然る處轉居後商賣は予想以上に繁昌せり、茲に於て本人益々誠實に業を精励せしに依り、四年目即ち大正八年の今日に至り物質的は大に餘裕を生じ順潮となれり、
此の時に及んで予の諭せる常道は最後の勝利者であると云ふ言の道理なること、殊に方徳の顕著なること、心肝に銘じ、自己の以前に取りたる行爲の、道に背けることを悔悟し、爾來深く方鑒の道を信じ、百事方鑒に依りて爲し、誠心誠意業を精励したるを以て、業は層一層繁昌し心廣く體胖となり好運多幅の身となりたるのである。

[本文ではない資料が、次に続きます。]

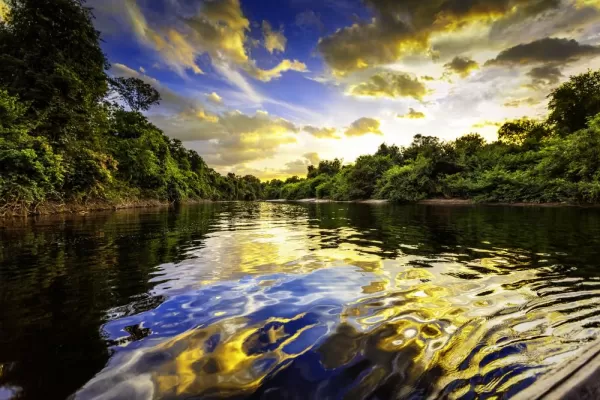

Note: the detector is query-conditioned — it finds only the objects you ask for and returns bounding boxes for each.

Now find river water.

註に曰く坤を養ふ處とし又蓄ふ處とし、九紫を明かなるものとす。
故に未申の九紫の廻座せる大吉方に移居せし方德に依り、心の修養を積み財を蓄ふるに至れるのである。
凡そ通俗的人物は物質上に、足ることを得るに於て、常道を履むに至る。
古語にも衣食足りて禮節を知るとありて、普通の人としては衣食に窮することなければ無理なる行動を爲す無く、自然人の人たる道を履むのである。
蓋し方德の人を化するや先づ財寳を以てす、故に吉方を用ゆるに於ては自然的に其人をして、物質的に満足せしめ、而して又精神に満足を得せしめ即ち佛家の所謂安心立命せしめるのである。
以下、現代語訳。
方徳によって運気及び心情の転換を生じさせた実例
柴田南海鑑定
大正5年(1916年)春、ある商人が来て私に鑑定を依頼した。
この人は今日まで、所謂商売上手で金を儲けることのみに腐心し、目的のために手段を選ばず、商業道徳という観念が欠けていた。この商人は私に向かって、開運の道を教えてもらえないかと依頼した。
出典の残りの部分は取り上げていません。